Abstract
Introduction: Tumor necrosis factor receptor 2 (TNFR2, or TNFRSF1B) is a lymphoid marker of the most potent regulatory T-cell (Treg) subtype and a commonly expressed oncogene in human tumors. TNFR2 Tregs are also enriched in the tumor microenvironment. TNFR2 antagonistic antibodies have been developed to inhibit NFkB-driven growth through the TNFR2 receptor, showing both Treg and tumor inhibition with specificity for the tumor microenvironment (Sci Signaling 2017). A mouse surrogate, TY101, has been developed to assess efficacy in murine models of colon cancer. Methods: We designed monoclonal antibodies to target the TNFR2 oncogene and directly kill tumor cells in syngeneic murine models of colon cancer: CT26 and MC28. All studies were conducted by an independent third party (Champions Oncology). The primary endpoint was a reduction in tumor size. Results: In MC38 mice, the TNFR2 antagonist combined with anti-PD1 immunotherapy was more effective than placebo or immunotherapy alone in reducing mean tumor volume (P=0.004). In CT26 mice, the TNFR2 antagonist as a monotherapy was more effective compared to placebo or combination therapy with anti-PD1 (p<0.0001). Conclusions: The results of this study in syngeneic mice suggest that novel anti-TNFR2 antibodies have potential to be used either alone or in combination with immunotherapy as a treatment for colon cancer and should be studied in future trials.

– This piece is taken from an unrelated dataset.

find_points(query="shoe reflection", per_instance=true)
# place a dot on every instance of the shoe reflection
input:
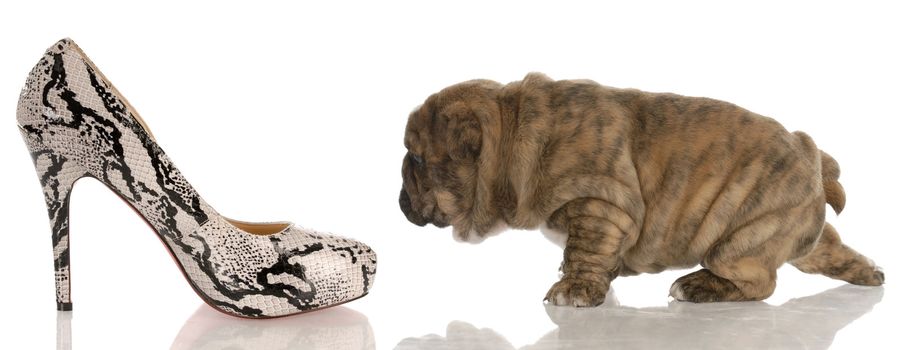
(809, 322)
(333, 328)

Citation Format: Russell LaMontagne. TNFR2-targeted elimination of Tregs and tumor-residing T-cells in a murine colon cancer model [abstract]. In: Proceedings of the Fourth CRI-CIMT-EATI-AACR International Cancer Immunotherapy Conference: Translating Science into Survival; Sept 30-Oct 3, 2018; New York, NY. Philadelphia (PA): AACR; Cancer Immunol Res 2019;7(2 Suppl):Abstract nr A199.